The federal budget that was delivered in May 2021 finally saw the announcement of ongoing funding for the federal government’s contribution to 15 hours of preschool for all four-year-olds. This was a welcome announcement after eight years of national campaigning by the AEU and early childhood members. However, there is still work to be done.
The AEU national campaign – Preschool Funding Now! – is focused on convincing the federal government to commit to two years of preschool for every child, delivered by a qualified teacher. Evidence shows that this sets children up to start school ready to learn, and with a strong foundation for their future beyond school.
Our campaign continues to pursue the ‘missing year’ for three-year-olds. Campaign activities have included lobbying and engagement in the ‘Thrive by Five’ campaign, with future actions to include lobbying state and federal politicians, capturing and promoting member stories about the importance of additional investment, and working with the IEU, UWU and ACTU.
Monitoring caveats on federal funding
In addition, the commitment to four-year-old funding came with a number of caveats that remain a concern, including measures on student attendance, and school readiness and performance. Federal education minister Alan Tudge has announced that the school readiness and performance component will be developed and trialled over a number of years, with implementation expected in 2025. The measure of attendance is due to be implemented in 2024.

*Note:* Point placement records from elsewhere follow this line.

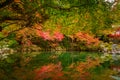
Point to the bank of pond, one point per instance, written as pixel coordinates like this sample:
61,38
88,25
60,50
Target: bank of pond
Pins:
60,65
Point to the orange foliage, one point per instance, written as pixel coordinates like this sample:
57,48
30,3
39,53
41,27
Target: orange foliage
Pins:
80,36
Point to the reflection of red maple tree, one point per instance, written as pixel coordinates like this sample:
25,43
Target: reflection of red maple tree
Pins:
53,71
58,36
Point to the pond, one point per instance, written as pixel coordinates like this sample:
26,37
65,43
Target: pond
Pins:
58,65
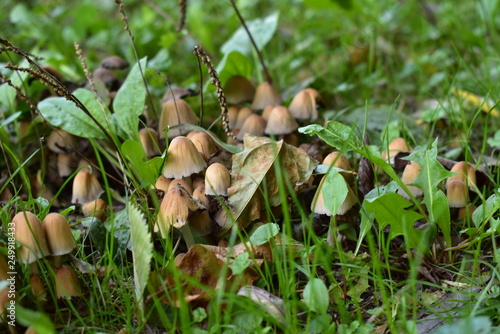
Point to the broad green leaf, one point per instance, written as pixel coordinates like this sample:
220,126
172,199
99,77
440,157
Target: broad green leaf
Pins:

Maximising the number of children who attend four-year-old preschool is an important goal. But there is concern that the federal government could take a more punitive approach to this measure, requiring states to meet targets to access funding, rather than using the measure as a means to encourage and increase attendance.
The concerns are the same for the school readiness and performance measure. The government has made it clear that with such a significant investment in funding for four-year-old preschool they want to be sure they are getting a return on that investment in terms of student outcomes.
Whilst the minister has indicated that there is funding to undertake research, and there will be consultation with stakeholders and academics, there are fears that the government could pursue a high-stakes testing regime.
Negotiations for the next national early childhood partnership agreement are underway between the state and federal governments. The role of the Victorian government will be crucial.
While no one has any significant argument about the focus on improving attendance levels and the quality of programs, we do not want to see the federal government using the agreement to introduce punitive measures and link them to the allocation of funding. Any such measures could undermine the important work teachers and educators do, and put funding allocations at risk.
The AEU has raised our concerns with the state government, and they have indicated that they have similar concerns. We will continue to monitor the negotiations as they progress.